NEW YORK — The Journeys Group once again fueled earnings growth at Genesco Inc. as its third quarter blasted estimates.
“I would say they’re a little better positioned than most going forward because they’re in a situation where kids are buying shoes instead of clothes,” said Sterne Agee analyst Sam Poser.
Mitch Kummetz, analyst at R.W. Baird & Co., agreed, noting, “Their target demo is looking to spend what they have to spend. What else is competing for their disposable income? It’s consumer electronics, fast food and entertainment. Teens are responding to the strong trends in footwear versus apparel where there is perhaps not as much newness.”
Speaking to analysts on a conference call last week, Genesco President, Chairman and CEO Robert Dennis said, “Schuh outperformed our internal projections during the third quarter. Total sales for the quarter were $78 million. We expect this will only get better.”
Despite the turmoil in Europe, the firm does not expect a significant impact on Schuh’s sales. James Gulmi, SVP and CFO, said, “It’s a challenging environment in the U.K., maybe a little more so right now in terms of consumer spending than it is here, but they are cleaning up their act as a country better than we are.”

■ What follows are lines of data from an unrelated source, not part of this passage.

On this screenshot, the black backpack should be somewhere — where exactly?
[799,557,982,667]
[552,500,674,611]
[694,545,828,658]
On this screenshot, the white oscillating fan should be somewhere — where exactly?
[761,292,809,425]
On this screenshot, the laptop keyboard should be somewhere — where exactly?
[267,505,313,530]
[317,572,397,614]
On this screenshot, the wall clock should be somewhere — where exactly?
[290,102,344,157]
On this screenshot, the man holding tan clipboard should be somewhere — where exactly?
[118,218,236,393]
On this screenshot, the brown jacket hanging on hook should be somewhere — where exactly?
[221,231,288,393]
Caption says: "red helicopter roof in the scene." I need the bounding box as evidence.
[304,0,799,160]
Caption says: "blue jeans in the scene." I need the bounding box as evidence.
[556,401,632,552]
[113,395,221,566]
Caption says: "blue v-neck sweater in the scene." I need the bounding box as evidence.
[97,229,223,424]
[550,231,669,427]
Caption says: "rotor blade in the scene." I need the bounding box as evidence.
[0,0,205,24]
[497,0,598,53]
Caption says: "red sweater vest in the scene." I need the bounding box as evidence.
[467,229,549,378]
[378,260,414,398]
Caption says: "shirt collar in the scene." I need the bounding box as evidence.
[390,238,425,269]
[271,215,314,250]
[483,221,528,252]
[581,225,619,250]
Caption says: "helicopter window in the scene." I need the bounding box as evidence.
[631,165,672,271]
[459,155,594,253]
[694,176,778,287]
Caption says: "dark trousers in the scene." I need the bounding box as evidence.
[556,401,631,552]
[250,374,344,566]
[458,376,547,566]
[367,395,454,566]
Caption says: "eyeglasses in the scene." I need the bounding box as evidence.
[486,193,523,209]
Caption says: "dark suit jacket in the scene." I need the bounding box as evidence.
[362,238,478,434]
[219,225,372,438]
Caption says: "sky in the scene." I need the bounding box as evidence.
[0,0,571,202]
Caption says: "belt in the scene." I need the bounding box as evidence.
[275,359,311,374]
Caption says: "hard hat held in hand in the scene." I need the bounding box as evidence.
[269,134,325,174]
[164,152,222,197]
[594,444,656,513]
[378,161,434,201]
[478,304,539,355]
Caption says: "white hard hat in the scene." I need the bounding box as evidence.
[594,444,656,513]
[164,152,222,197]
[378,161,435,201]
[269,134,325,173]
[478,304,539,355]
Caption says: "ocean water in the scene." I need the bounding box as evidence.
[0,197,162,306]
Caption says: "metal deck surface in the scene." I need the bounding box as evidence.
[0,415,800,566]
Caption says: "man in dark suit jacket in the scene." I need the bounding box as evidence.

Genesco’s third-quarter net income surged 54 percent to $26.1 million, or $1.09 a share. Revenue increased 33 percent to $616.5 million, from $464.8 million, buoyed by a strong comparable-store sales increase of 12 percent, which was in turn driven by the Journeys Group’s comp increase of 15 percent.
Full-year EPS is expected to come in between $3.64 and $3.69, which represents a 47 percent to 49 percent increase over last year.